新潮社『新潮45』の休刊は、社長の釈明はギリギリ踏みとどまった点では評価される。しかし何をどういう理由で休刊したのか、休刊の後はどうするのかよく解らない文章だ。

識者や「新潮利権作家」らの批判や内部抗争も解らないではないが、私のようにもう長く雑誌の俗悪に嫌気がさして、商業誌はほとんど購入していない者からすれば、どう編集企画しても部数減は避けられないと思う。
なぜなら、言論の左右とかの立ち位置ももちろんあろうが、本質的には雑誌に書ける身分の作家が面白くないからである。
そもそも商業誌は、売れる企画、作家が、判断材料だから、昔のように多くの人のファンがいた時代と違って、好みが細分化すると雑誌はたちまち危機に陥る。

私にすればざまあみろと言うところだ。
編集部が判断する、作家の生殺与奪はどんどん無効になった。未だメジャーではない、或いは生涯メジャーではないが、とてつもなく佳い作家はいるもので、そういう作家やテーマの持続的追及者は、ささやかな地味な同人誌や私家版で書いている。

特に文芸では多い。

そもそも編集者はベテランで一種の「出版エスプリッシュメント」で、成熟しているがゆえに、欠陥だらけでもキラキラ光る原石はほとんど掲載されない、ないし育成しようとしない。

角川「俳句」などもずっと赤字だが、購入を支えるのは結社中心だから、ある程度安定しているが、それは俳壇エスタブリッシュメントをそのまま反映するから、作家が毎度おなじみの先生方、その目をかけられた年功の弟子が占めてくる。

そこには文芸の新しい創出などはほとんど期待できない。

先ごろ朝日新聞「朝日俳壇」の選者金子兜太死去に伴い、新任選出にひと悶着あった。
結社ではないインデペンデント系の『豈』同人五島 高資に選任したところ、結社俳人ではないと有形無形の圧力を受け、女性編集担当者は退職に追いこまれた。

結社系の伝統俳句協会、俳人協会、現俳協それぞれの大御所が横を向けば朝日の俳句編集は成り立たなくなる。
こういうくだらない「読者」構造を雑誌は抱えているから、文芸なのか言論なのか、弊害の方が今や多くなっているのではないのか。

本当に言論として成立させようとするなら、かつての『試行』や、いまであれば愛読誌『飢餓陣営』や『出版人・広告人』こそメジャーにすべきであって、固定読者が支える方式で十分であろう。
或いは良質な保守『月間日本』のように、骨のある作家を繰り出す方法をとることである。そこには今風の左右などという座標をぶち壊す、現在の出版の準拠枠を超出する思想的に野蛮なものでなくてはならない。

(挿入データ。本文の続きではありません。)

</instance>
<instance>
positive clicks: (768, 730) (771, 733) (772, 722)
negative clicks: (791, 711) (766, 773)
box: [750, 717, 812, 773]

今回新潮社のとった方法は、編集の知性の劣化であって、本屋のオネエチャンがPOSをもとにいい本悪い本を選別するくだらない方法と同類だ。

偉そうに作家の生殺与奪の権を振るうだけの知性さえも劣化して、新規なものへの貪欲さも喪失した編集者たちの掘った墓穴であった。

もちろん、杉田水脈安倍自民党の責任問題は引き続き執拗に追求しなければならないことは、言うまでもない。